Iglesia protesta por acusaciones del ministro de Justicia

Pronunciamiento del Presidente de la Conferencia Episcopal Peruana ante el informe presentado por el Ministro de Justicia ante las Naciones Unidas

 

Lamentamos profundamente las recientes declaraciones del Ministro de Justicia, vertidas en el Comité para la Eliminación de la Discriminación Racial de Naciones Unidas, llevada a cabo el día 3 de agosto en la ciudad de Ginebra, en la que implica a un miembro de la Iglesia Católica como instigador de los hechos de violencia ocurridos en Bagua y que dejaron como saldo la muerte de hermanos policías y nativos.

 

Dicha declaración no coincide con la realidad de los hechos acontecidos el día 5 de junio de este año en la ciudad de Bagua, donde la Iglesia Católica no tuvo ninguna participación, ni en el operativo, ni en el desenlace de tan lamentables hechos.

Antes bien, el Presidente de la Conferencia Episcopal conjuntamente con la Defensora del Pueblo, suscribieron el mismo día (5 de junio) un pronunciamiento conjunto donde lamentaron el desenlace violento ocurrido y llamaron al cese de la violencia, a la atención humanitaria inmediata de heridos y a restablecer el canal de diálogo que nunca debió de ser interrumpido.

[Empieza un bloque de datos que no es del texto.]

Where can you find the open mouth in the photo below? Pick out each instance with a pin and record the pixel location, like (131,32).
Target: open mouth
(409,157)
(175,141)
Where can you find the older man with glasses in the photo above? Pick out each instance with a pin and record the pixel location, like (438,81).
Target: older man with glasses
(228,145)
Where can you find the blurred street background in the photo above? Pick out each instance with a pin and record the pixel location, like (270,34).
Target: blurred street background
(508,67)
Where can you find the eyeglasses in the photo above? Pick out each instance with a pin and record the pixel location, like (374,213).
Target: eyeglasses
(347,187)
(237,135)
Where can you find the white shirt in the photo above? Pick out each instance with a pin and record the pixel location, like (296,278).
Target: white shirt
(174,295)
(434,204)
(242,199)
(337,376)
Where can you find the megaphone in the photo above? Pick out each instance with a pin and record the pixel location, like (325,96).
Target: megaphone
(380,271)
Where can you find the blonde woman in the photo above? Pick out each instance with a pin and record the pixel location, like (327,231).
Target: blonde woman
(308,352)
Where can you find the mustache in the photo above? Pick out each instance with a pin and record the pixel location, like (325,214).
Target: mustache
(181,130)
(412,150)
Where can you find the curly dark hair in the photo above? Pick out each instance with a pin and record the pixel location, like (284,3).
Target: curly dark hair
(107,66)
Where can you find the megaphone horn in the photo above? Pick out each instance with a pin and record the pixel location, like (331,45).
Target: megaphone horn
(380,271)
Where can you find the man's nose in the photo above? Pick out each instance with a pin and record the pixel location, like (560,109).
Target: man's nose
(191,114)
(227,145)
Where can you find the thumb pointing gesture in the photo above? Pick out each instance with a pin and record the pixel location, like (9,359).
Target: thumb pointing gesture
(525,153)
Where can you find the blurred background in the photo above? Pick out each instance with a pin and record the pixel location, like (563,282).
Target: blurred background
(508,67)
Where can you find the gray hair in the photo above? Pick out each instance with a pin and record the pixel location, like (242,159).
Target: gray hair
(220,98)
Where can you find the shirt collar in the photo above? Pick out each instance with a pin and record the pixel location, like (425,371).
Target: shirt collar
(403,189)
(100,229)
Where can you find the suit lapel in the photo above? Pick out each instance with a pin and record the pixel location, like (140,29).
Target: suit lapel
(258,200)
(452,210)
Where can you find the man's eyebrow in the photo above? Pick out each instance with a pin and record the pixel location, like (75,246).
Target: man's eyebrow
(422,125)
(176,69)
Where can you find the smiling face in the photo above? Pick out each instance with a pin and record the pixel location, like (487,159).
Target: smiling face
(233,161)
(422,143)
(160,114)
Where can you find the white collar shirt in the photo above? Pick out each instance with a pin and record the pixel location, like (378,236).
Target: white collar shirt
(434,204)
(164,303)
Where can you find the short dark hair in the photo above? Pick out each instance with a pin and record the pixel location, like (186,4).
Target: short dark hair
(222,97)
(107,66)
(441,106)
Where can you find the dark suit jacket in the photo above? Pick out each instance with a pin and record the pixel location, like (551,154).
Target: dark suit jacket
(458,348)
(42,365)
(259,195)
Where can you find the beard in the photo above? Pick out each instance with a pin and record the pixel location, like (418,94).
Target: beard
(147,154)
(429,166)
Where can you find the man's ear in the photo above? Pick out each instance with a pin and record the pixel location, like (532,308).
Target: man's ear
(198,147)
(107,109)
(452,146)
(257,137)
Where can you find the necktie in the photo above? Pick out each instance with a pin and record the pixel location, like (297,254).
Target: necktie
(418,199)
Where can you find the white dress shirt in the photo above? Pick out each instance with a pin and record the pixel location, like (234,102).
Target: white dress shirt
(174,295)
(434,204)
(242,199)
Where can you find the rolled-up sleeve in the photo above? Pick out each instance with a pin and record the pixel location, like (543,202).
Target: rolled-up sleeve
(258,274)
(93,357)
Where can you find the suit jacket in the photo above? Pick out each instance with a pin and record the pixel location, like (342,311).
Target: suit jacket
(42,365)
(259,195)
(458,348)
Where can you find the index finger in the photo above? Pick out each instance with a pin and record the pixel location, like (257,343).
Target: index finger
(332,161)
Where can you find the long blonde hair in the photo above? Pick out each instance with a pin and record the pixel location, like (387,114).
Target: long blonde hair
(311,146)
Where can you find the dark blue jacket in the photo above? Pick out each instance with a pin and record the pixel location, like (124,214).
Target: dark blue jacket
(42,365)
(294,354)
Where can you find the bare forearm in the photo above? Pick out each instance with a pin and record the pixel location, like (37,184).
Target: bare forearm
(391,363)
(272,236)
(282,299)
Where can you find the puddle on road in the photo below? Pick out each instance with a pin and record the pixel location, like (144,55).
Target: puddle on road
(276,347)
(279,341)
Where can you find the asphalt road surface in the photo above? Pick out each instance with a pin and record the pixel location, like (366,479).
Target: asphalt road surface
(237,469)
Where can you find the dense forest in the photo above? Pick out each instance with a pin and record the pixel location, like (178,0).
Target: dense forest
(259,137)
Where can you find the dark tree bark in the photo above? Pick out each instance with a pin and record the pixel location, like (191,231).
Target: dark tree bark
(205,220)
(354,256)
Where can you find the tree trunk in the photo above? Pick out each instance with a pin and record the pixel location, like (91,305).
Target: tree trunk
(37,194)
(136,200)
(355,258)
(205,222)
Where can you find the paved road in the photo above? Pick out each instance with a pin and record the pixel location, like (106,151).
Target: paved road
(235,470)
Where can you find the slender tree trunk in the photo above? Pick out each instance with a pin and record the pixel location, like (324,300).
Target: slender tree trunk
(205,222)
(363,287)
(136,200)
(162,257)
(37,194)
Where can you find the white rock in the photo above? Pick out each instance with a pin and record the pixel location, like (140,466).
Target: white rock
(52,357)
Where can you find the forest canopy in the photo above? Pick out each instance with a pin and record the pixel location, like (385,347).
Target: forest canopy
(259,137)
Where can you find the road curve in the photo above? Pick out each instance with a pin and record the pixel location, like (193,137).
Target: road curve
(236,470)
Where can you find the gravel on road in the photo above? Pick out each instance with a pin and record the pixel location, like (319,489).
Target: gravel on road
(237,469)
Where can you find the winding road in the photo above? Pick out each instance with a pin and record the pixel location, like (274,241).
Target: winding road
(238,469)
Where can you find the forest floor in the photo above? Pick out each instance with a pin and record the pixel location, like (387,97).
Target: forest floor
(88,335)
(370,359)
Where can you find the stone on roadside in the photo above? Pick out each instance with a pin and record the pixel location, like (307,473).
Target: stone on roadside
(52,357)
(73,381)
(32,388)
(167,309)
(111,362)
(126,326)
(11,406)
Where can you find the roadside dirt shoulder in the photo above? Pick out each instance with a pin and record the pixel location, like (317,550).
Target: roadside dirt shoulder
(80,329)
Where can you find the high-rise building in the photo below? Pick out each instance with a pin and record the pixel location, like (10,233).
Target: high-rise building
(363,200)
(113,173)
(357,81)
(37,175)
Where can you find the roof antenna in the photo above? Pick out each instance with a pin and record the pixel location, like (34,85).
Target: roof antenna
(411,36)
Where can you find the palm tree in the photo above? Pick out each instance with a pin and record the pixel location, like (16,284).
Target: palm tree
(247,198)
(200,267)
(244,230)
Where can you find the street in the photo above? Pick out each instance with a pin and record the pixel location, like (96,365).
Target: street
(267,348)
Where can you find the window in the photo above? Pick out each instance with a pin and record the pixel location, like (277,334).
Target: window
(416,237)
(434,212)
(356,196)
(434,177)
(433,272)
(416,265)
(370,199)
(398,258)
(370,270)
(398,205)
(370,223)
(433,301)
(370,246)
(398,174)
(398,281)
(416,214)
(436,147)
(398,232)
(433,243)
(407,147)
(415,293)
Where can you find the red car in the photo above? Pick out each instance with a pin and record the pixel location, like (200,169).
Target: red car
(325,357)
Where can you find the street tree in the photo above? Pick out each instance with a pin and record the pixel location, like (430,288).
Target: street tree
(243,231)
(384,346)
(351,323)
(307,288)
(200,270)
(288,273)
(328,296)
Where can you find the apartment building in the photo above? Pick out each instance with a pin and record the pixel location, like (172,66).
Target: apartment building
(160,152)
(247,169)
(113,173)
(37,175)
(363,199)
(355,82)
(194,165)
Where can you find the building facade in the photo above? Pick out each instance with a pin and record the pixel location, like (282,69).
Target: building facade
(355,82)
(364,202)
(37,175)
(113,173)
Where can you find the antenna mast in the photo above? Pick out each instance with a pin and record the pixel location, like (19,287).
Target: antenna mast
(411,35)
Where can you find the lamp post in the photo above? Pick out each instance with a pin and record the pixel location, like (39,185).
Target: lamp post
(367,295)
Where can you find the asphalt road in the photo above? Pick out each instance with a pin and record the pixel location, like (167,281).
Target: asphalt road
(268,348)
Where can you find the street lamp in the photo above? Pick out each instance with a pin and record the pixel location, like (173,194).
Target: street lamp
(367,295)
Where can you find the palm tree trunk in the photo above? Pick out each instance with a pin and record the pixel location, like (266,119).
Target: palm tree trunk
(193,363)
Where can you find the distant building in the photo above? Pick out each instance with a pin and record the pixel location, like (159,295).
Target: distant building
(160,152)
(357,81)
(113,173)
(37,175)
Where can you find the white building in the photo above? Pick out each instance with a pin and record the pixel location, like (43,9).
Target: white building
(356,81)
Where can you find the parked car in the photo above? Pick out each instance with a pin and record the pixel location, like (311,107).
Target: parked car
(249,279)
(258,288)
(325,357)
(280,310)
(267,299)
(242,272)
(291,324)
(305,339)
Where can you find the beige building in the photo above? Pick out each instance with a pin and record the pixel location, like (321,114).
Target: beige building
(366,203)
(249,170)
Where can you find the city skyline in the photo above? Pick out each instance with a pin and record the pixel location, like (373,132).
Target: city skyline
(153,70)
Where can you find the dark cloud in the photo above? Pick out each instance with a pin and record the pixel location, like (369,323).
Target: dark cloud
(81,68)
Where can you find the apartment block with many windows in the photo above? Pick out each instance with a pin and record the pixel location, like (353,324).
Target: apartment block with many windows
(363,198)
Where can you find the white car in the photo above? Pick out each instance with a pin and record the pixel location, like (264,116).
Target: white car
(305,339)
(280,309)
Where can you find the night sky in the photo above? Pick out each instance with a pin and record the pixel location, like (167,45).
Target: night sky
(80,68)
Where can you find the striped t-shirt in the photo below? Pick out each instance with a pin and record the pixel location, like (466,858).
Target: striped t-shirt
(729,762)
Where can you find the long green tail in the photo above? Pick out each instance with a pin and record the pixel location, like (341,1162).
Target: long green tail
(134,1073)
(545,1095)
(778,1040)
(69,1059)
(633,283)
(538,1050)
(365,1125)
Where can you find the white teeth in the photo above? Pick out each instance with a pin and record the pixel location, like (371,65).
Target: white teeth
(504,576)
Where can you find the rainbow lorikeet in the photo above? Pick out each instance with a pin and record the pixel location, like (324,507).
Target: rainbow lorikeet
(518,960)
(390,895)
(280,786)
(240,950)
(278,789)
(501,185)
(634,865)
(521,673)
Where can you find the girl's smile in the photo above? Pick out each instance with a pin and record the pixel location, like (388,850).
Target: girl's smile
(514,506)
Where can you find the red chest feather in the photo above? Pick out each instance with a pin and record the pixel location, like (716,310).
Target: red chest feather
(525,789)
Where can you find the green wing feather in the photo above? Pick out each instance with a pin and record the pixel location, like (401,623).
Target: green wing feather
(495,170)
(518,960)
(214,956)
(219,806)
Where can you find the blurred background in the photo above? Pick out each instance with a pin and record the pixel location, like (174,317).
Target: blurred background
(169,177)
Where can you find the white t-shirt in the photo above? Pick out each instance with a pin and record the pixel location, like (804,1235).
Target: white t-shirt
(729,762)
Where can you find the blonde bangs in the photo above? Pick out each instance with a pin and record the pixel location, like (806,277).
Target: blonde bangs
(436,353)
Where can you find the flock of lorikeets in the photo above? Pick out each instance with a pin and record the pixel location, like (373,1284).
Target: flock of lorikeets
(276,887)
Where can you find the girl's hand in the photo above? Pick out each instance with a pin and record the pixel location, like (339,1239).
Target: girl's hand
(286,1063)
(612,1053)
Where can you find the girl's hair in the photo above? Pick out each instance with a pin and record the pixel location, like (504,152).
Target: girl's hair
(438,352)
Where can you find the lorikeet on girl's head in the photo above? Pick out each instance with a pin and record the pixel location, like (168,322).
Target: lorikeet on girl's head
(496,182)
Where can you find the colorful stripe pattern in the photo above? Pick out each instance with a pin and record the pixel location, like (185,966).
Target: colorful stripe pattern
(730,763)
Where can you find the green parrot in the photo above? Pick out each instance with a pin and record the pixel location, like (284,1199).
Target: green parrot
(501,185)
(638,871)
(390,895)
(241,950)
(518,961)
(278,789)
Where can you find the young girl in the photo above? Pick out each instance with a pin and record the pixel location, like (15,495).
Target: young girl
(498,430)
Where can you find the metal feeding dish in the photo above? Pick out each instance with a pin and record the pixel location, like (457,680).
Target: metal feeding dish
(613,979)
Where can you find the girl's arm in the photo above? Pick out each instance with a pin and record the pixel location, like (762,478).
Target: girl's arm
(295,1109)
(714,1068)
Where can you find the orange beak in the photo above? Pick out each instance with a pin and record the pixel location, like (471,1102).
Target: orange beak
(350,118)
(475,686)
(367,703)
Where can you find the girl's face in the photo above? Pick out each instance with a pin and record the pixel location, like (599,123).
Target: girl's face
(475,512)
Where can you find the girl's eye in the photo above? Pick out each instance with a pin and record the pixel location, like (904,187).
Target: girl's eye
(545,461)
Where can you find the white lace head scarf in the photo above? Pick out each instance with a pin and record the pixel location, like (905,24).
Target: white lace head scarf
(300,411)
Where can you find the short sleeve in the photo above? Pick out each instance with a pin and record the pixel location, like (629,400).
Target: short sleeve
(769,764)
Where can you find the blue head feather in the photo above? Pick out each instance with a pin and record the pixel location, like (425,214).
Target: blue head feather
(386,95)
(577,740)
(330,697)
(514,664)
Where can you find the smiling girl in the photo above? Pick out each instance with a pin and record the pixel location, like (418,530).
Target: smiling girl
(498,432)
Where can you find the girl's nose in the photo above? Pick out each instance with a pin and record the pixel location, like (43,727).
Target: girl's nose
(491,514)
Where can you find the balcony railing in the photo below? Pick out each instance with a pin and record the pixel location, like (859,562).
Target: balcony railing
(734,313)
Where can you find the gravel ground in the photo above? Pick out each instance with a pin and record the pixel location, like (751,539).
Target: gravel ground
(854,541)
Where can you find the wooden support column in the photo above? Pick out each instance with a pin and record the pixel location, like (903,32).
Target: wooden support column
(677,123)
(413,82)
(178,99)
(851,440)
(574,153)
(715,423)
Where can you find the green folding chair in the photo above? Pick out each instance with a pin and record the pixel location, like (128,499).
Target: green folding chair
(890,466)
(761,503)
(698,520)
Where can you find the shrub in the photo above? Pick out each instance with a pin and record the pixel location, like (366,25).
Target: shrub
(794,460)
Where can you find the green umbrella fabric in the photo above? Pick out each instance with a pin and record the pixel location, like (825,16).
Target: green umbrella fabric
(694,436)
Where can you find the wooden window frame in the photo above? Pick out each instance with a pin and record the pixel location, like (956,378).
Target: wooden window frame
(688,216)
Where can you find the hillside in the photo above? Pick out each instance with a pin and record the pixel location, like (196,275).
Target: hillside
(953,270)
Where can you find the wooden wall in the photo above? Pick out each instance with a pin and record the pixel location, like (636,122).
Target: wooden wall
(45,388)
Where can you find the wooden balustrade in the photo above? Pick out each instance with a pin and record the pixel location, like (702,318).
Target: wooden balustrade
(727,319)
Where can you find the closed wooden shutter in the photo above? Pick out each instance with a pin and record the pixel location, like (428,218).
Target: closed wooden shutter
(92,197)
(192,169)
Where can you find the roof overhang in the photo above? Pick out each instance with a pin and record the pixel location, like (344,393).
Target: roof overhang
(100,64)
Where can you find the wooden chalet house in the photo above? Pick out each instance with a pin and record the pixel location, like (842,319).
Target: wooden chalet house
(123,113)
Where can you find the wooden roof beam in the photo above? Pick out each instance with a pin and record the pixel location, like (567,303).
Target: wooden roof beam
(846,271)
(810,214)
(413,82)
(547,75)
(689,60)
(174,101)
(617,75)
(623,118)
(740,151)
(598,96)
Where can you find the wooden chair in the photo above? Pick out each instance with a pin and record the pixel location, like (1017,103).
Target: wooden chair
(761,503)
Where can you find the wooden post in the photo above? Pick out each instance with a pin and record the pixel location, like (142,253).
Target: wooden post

El entonces Premier Yehude Simon, acudió a la sede de la Conferencia Episcopal para pedir apoyo para la solución del conflicto. Ante ello, desde la Presidencia de la Conferencia Episcopal reiteramos el llamado para que todos nos comprometamos a restituir la paz social y evitar cualquier indicio de mayor violencia. Asimismo, aceptamos el pedido del Señor Ministro de participar en el equipo de diálogo que se formó para lograr una solución pacífica conjuntamente con los Obispos de las zonas afectadas, los Presidentes Regionales y los Apus (Jefes de las tribus amazónicas).

Si bien es cierto, un sacerdote del Vicariato de Jaén, con posterioridad a los hechos ocurridos, en su preocupación por lo sucedido, recoge la opinión de algunos pobladores sobre una posible fosa común, hecho que ha sido desmentido, ésta declaración no puede ser interpretada como azuzamiento de los hechos de violencia acaecidos el 5 de junio.

La Iglesia Católica desde hace muchos años viene trabajando en la Amazonía a través de sus 11 jurisdicciones eclesiásticas y conoce bien la realidad. No sólo promueve la Fe, sino que trabaja en la promoción integral de sus habitantes.

La Iglesia Católica siempre ha defendido la paz, la no violencia, ha promovido el diálogo y la solución de los conflictos de manera pacífica.

La Iglesia Católica pre-existe al Perú, a la República, a la Constitución, le ayudó a formarse como Nación y tiene un importante arraigo social que no puede ser desestimado.